SPECIAL REPORT: Disconnect to Reconnect
ELMIRA, N.Y.(WENY)-- Technology is a part of the average Americans everyday lifestyle, both at work, and at home. But when we let this Technology come into the home what effect is that having on those around us including our children?
"It's like we can't be bored, we are filling every spare minute we have with technology and that's not healthy," says Renae Carapella-Johnson, Mental Health Therapist.
This boredom is affecting kids as young as two years old, which mental health therapist Renae Carapella-Johnson says can impact their development.
"I've definitely seen, I think a worsening, you know a lack of development of social skills because there is such engagement like I said earlier about they're texting, they're snapchatting, they're doing everything online so their not learning the basic non-verbal verbal skills," says Renae Carapella-Johnson, Mental Health Counselor.
Looking around, even in grocery stores, there is a lot more looking down than there is up. This includes the parents shopping and the children brought along on the trip. When a toddler has an outburst in a store, more and more parents are seen handing the child a phone or device to calm them rather than a toy, book, or other sensory distracting items.
"What I see and what I know from the research I have done is that technology, especially video game play, I mean really does dull our senses, meaning we need brighter lights, we need louder sounds too kind of grab our desensitized attention," says Carapella-Johnson.
A child's frontal cortex, which controls cognitive skills like memory, problem-solving, emotion, and much more, its believed to develop until they are in their early 20's. So for children two and under, it has been recommended allow little to no screen time and after that still, keep the levels at a minimal amount.

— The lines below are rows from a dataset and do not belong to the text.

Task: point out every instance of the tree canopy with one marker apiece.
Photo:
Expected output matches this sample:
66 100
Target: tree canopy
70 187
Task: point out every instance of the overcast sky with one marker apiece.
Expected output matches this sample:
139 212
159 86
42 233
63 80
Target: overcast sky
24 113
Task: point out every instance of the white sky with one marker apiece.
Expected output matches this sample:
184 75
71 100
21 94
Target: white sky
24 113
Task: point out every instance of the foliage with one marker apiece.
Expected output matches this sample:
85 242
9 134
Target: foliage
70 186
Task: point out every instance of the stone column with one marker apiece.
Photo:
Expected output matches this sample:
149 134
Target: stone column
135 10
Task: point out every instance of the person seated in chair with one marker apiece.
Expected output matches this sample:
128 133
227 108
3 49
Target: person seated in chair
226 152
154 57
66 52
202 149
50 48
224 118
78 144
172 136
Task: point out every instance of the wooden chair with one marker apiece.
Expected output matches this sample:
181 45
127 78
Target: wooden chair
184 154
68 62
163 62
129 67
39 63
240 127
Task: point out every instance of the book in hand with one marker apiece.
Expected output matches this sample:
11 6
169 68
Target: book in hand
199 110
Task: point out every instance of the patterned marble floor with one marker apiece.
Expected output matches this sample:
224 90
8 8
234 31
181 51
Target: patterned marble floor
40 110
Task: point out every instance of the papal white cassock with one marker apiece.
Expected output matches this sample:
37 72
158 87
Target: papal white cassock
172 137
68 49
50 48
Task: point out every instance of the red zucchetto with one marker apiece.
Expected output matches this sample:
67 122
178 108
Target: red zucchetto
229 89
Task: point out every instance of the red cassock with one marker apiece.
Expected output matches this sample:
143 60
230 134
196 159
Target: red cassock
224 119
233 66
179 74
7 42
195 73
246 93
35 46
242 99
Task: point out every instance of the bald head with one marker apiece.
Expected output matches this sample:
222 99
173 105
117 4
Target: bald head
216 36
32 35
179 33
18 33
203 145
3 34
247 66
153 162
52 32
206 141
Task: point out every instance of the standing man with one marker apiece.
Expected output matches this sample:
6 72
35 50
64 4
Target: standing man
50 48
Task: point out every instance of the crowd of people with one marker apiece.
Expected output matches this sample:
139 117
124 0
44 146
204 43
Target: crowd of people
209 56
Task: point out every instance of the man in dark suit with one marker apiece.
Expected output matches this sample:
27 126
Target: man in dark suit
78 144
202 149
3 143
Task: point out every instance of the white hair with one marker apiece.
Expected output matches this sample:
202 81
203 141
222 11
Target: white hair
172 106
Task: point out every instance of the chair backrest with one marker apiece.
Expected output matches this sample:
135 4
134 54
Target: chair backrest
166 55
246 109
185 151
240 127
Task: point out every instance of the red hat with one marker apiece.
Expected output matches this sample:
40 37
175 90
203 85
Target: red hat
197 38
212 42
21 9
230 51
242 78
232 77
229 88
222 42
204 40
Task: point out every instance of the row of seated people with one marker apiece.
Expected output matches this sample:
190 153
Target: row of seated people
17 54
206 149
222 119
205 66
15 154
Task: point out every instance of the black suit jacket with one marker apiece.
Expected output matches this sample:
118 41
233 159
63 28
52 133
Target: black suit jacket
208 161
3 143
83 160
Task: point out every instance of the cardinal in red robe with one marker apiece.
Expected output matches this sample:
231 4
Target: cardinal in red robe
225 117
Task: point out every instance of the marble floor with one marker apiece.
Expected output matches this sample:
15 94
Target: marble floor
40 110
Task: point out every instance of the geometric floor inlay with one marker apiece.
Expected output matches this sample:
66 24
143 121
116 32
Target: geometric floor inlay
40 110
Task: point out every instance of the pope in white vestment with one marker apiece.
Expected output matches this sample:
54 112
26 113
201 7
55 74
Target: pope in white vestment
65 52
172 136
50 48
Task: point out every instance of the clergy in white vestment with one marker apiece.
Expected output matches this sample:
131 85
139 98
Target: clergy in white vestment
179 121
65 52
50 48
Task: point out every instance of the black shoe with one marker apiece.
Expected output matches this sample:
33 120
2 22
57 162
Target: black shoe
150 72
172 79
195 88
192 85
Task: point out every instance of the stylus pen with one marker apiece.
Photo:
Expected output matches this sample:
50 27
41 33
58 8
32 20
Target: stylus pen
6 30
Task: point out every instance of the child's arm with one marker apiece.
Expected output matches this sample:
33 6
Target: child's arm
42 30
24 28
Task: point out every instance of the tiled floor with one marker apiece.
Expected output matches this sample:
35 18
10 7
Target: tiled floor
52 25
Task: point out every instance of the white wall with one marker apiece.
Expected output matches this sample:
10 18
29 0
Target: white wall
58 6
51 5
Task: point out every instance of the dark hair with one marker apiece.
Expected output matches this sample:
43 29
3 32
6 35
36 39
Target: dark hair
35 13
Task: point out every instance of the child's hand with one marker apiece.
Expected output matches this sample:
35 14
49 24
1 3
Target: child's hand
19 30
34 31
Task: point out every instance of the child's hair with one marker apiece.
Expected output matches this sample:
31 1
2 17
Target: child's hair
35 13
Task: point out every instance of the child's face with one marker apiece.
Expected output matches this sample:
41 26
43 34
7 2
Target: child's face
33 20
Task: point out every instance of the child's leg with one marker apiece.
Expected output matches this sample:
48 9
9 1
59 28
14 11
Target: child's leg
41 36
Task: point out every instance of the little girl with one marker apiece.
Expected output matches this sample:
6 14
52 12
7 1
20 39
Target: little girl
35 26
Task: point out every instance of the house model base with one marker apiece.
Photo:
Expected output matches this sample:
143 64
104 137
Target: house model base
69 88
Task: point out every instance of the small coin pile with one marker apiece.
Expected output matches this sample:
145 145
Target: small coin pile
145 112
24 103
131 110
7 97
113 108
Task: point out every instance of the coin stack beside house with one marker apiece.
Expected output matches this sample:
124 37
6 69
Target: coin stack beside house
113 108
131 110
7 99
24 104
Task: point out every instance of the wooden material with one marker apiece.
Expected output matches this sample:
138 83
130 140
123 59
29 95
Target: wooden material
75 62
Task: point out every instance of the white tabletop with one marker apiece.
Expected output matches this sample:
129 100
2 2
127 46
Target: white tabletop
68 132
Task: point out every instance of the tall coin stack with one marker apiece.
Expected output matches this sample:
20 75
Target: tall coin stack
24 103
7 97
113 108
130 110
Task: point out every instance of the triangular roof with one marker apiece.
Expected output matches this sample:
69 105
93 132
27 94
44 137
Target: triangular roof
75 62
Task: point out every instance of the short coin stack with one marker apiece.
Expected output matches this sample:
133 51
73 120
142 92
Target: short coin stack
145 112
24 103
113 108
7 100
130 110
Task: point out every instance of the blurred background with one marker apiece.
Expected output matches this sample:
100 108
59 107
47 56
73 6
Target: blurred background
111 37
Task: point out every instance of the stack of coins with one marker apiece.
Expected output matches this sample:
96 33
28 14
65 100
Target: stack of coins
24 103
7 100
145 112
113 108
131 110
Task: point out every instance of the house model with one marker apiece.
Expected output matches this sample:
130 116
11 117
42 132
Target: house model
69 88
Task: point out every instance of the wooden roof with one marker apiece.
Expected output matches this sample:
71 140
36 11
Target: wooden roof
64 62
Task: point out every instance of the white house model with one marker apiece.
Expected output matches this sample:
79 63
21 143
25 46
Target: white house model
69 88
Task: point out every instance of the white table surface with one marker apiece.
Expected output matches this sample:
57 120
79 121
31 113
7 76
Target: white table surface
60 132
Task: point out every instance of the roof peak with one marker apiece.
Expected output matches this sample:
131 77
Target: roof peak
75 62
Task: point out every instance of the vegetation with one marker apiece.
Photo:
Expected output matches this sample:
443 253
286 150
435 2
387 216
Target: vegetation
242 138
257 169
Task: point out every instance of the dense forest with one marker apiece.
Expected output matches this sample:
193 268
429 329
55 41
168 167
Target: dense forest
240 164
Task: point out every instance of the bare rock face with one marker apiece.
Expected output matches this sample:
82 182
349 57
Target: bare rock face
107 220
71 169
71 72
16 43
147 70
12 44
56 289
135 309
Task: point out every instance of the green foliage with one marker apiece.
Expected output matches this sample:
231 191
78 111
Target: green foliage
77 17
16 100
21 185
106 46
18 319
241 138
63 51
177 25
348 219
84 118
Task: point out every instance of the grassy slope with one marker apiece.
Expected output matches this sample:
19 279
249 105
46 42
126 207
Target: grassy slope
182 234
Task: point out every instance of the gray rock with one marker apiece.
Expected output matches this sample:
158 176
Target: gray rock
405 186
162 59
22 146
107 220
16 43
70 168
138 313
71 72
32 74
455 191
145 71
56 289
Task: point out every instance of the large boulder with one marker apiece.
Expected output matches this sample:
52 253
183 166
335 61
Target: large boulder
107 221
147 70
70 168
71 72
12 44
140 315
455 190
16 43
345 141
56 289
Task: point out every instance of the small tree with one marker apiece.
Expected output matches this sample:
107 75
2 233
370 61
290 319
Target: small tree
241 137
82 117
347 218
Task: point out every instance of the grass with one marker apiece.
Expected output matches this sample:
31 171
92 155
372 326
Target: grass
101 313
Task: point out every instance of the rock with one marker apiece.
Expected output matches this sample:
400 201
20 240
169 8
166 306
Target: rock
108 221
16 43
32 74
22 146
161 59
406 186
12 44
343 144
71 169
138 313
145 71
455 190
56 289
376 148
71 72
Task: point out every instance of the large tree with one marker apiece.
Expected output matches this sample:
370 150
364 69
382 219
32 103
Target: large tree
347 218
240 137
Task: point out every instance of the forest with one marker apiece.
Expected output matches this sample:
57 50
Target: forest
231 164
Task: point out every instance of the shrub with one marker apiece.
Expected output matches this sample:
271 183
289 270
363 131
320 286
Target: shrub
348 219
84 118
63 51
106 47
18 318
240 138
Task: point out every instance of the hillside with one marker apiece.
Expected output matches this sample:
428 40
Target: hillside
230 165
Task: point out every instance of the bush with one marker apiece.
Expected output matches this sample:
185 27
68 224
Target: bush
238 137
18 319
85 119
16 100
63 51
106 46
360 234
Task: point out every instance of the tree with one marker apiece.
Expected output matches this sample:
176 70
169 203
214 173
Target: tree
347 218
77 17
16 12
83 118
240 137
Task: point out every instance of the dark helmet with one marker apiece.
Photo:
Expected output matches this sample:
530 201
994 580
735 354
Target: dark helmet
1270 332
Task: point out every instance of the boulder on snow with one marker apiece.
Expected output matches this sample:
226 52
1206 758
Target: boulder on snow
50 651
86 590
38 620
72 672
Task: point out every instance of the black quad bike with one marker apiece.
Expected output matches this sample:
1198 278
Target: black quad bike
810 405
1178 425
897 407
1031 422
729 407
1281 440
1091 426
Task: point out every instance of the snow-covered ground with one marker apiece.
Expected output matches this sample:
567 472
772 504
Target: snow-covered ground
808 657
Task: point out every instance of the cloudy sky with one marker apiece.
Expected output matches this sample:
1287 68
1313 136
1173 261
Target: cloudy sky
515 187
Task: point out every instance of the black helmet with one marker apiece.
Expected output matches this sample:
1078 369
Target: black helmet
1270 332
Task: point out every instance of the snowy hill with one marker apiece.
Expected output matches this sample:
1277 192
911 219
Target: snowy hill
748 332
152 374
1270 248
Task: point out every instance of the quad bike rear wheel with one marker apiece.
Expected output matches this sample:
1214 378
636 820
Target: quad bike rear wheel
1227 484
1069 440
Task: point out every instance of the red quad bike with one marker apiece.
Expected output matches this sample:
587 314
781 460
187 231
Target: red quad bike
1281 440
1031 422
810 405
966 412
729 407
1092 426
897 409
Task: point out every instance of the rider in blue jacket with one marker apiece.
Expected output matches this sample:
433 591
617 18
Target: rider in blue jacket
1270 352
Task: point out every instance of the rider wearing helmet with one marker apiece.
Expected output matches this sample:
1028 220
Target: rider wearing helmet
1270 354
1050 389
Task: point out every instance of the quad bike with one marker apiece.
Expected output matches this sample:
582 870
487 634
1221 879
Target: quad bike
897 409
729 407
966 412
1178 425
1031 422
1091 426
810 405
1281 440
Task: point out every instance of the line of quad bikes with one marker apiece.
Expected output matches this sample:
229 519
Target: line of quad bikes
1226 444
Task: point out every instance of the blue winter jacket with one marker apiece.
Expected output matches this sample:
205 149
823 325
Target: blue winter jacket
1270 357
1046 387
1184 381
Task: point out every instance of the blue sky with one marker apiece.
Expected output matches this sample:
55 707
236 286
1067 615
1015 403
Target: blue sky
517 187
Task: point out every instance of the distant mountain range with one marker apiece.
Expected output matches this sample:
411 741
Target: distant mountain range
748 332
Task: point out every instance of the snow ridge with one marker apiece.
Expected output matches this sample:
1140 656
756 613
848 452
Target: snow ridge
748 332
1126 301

"Throw a few non-electronic toys in a bag and snacks, like snacks are critical because a lot of the meltdowns are that children are hungry. It's after school and they're hungry. So to the extent that you can just have that little backpack or care package and hand those things to your child opposed to handing them a device," says Kimberly Ann Kopko, The Parenting Project: Healthy Children, Families & Communities
Asking the average parent to not introduce screens to children before the age of two has been found to be next to impossible, and not enough time passed to see direct effects of how phones affect the brain, but there has been studies of how video games do.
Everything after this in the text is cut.